Mold can cause asthma symptoms, such as shortness of breath, wheezing, or coughing in people with known allergies. People who don't have allergies can also get irritated. Studies indicate that exposure to mold in the workplace can worsen pre-existing asthma. Most mold treatment companies will recommend demolishing the infected part of the house to literally get rid of mold, so keep in mind that you could have additional expenses to restore part of your home.
So, let's discuss what mold toxicity actually means and how Parsley Health takes a holistic, science-based approach to treating the symptoms of mold toxicity.
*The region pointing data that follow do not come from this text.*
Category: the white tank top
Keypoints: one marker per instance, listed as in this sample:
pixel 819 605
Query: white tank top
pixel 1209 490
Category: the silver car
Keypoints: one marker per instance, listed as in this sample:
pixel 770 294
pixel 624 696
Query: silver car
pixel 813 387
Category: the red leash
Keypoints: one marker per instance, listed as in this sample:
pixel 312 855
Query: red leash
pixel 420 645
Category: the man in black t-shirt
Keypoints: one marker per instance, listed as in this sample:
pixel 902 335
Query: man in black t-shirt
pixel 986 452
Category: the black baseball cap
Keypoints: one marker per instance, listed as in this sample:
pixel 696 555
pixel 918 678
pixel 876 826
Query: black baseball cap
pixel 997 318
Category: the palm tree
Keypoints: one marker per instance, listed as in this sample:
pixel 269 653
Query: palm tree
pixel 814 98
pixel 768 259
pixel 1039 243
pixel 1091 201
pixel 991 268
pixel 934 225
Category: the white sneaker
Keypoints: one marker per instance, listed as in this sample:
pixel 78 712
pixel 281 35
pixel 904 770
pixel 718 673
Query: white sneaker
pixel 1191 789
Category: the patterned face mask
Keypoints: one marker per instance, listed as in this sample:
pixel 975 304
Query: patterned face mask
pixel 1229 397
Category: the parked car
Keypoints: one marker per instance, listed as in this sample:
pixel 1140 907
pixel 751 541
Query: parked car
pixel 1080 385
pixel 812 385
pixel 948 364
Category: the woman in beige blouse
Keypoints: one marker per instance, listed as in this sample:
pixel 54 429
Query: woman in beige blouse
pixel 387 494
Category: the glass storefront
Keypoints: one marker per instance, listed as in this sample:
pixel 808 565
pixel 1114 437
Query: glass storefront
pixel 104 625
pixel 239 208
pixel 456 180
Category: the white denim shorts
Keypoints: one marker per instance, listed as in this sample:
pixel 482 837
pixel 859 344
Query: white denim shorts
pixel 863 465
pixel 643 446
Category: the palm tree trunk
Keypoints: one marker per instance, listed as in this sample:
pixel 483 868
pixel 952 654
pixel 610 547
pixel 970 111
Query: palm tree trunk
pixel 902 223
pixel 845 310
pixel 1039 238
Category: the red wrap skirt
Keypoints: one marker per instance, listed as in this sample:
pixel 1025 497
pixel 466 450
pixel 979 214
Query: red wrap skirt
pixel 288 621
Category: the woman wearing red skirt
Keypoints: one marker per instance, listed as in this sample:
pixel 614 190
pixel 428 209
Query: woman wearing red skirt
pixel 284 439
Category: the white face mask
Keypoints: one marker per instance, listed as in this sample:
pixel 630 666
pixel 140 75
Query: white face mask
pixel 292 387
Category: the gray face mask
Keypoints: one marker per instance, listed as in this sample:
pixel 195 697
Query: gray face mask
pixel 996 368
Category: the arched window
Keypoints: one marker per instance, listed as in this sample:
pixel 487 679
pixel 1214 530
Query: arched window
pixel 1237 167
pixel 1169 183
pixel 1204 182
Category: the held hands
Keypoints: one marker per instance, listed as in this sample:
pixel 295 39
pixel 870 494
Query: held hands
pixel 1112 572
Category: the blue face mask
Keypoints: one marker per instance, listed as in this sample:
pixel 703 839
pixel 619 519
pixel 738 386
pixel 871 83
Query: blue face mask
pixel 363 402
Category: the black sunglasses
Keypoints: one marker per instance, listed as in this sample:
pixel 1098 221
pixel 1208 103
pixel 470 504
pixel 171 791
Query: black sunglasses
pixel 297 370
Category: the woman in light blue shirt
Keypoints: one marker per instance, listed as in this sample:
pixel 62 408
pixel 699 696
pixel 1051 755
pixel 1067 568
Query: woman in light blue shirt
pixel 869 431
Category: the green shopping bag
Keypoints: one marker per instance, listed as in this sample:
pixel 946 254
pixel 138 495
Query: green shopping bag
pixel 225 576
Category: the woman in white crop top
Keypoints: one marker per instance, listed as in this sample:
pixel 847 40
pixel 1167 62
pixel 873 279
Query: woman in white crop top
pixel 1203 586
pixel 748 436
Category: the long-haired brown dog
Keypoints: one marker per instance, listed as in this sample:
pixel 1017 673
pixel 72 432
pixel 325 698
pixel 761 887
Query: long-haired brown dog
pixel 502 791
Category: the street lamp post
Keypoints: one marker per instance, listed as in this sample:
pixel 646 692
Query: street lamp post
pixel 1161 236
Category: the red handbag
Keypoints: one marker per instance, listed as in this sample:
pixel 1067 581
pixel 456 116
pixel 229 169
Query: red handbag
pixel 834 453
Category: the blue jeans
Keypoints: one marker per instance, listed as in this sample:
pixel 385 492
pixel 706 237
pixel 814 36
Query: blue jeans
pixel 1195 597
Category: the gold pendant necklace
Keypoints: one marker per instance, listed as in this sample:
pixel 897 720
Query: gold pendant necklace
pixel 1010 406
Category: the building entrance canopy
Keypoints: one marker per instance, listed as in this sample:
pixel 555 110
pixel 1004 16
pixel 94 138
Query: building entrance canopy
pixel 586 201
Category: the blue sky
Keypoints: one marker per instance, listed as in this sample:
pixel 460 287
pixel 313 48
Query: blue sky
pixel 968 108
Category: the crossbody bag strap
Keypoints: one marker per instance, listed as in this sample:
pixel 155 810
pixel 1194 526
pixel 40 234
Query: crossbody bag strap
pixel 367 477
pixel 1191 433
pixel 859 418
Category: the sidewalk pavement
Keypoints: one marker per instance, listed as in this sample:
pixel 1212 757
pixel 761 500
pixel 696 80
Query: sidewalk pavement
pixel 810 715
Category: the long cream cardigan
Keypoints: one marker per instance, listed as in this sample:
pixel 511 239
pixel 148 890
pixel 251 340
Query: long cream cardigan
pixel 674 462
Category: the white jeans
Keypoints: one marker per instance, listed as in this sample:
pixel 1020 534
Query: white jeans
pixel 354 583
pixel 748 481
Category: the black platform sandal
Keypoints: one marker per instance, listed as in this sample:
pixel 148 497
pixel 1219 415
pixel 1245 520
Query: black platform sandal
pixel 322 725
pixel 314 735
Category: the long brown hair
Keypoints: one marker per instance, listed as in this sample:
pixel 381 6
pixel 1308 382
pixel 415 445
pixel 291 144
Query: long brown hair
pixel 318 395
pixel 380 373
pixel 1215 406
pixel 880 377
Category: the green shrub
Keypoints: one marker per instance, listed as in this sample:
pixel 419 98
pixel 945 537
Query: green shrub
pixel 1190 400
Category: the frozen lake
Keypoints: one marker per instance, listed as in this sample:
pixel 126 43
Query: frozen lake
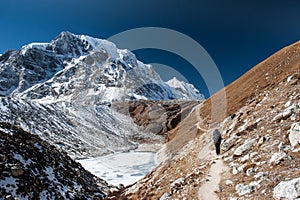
pixel 125 168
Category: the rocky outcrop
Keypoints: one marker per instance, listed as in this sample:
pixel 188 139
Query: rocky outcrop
pixel 31 168
pixel 245 147
pixel 294 135
pixel 158 117
pixel 287 189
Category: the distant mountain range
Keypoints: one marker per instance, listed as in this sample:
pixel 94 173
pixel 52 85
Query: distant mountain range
pixel 63 91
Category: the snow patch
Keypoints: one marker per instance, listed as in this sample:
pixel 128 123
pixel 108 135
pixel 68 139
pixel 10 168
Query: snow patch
pixel 121 168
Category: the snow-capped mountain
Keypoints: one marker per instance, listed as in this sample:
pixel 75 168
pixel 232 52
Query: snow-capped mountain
pixel 60 91
pixel 78 68
pixel 185 89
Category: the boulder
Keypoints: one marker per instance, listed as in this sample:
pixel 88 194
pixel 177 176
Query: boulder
pixel 285 114
pixel 245 147
pixel 242 189
pixel 17 170
pixel 277 158
pixel 287 189
pixel 227 144
pixel 294 135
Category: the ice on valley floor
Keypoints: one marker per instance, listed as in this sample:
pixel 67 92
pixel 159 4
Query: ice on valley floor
pixel 121 168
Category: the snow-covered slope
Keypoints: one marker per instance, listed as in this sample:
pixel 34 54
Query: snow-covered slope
pixel 60 90
pixel 78 68
pixel 33 169
pixel 185 89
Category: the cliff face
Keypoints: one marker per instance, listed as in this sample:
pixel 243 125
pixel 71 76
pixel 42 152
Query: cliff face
pixel 260 147
pixel 32 169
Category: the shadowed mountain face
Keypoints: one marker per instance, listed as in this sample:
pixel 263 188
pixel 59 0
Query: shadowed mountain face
pixel 63 91
pixel 33 169
pixel 260 147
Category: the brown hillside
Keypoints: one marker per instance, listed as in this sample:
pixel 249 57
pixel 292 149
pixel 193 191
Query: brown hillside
pixel 257 154
pixel 263 76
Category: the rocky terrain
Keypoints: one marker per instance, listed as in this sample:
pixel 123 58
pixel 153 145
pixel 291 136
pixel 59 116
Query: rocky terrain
pixel 33 169
pixel 260 147
pixel 64 90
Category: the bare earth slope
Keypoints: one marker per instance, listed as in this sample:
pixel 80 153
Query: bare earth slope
pixel 260 148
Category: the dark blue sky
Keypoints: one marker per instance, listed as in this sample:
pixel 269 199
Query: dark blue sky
pixel 237 34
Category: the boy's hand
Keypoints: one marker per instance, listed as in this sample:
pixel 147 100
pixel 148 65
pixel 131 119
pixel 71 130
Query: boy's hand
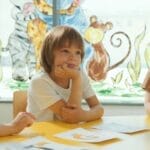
pixel 22 120
pixel 67 71
pixel 73 114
If the problem is more than minor, DIY methods will likely only eliminate the appearance of mold for a short period of time. The time it takes for mold to leave the body will depend on the previous level of exposure. When you're exposed to too much mold, mold that you're sensitive to, or certain types of mold that are known to cause health problems, you can cause a condition called mold toxicity. One thing most doctors will recommend that you do is perform tests to detect and, if necessary, eliminate any harmful health conditions that have mold in your home.
However, sometimes you can't see the mold and it's not clear if it's exposure to mold that has made you sick or not. When you finish cleaning moldy areas, wash your clothes immediately and take a shower to prevent mold spores from spreading throughout the house. As mold spores flood the body, systemic inflammation can occur, causing swelling and weight gain as the digestive system is affected by exposure to toxic mold. If your health is a priority, you should know the symptoms of exposure to mold so you can act quickly and protect yourself and your family. People with chronic respiratory disease may develop symptoms of mold poisoning after inhaling just a small amount of mold spores. All varieties of mold at certain levels can cause allergic reactions and be potentially hazardous to health.
As soon as you notice the first traces of mold, use a mixture of bleach and water to clean the area and destroy mold spores. The most direct way to assess mold toxicity is through a urinalysis that measures mold metabolites and mycotoxins, as well as glutathione levels (which may decrease when exposed to mold). In addition to reducing exposure to mold, your doctor may recommend over-the-counter (OTC) allergy medications. It's important to note that while these treatments may help reduce symptoms in the short term, they won't address the underlying issue: exposure to mold. To truly get rid of mold, you'll need to identify and eliminate any sources of moisture in your home that are allowing mold growth. This could include fixing leaky pipes or windowsills or using dehumidifiers in damp areas. If you think you may have been exposed to mold, it's important to seek medical attention right away.
Your doctor can help diagnose any underlying health issues related to mold, as well as provide treatment options for reducing symptoms. By understanding what mold toxicity feels like and taking steps to reduce your exposure, you can protect yourself and your family from its potentially harmful effects.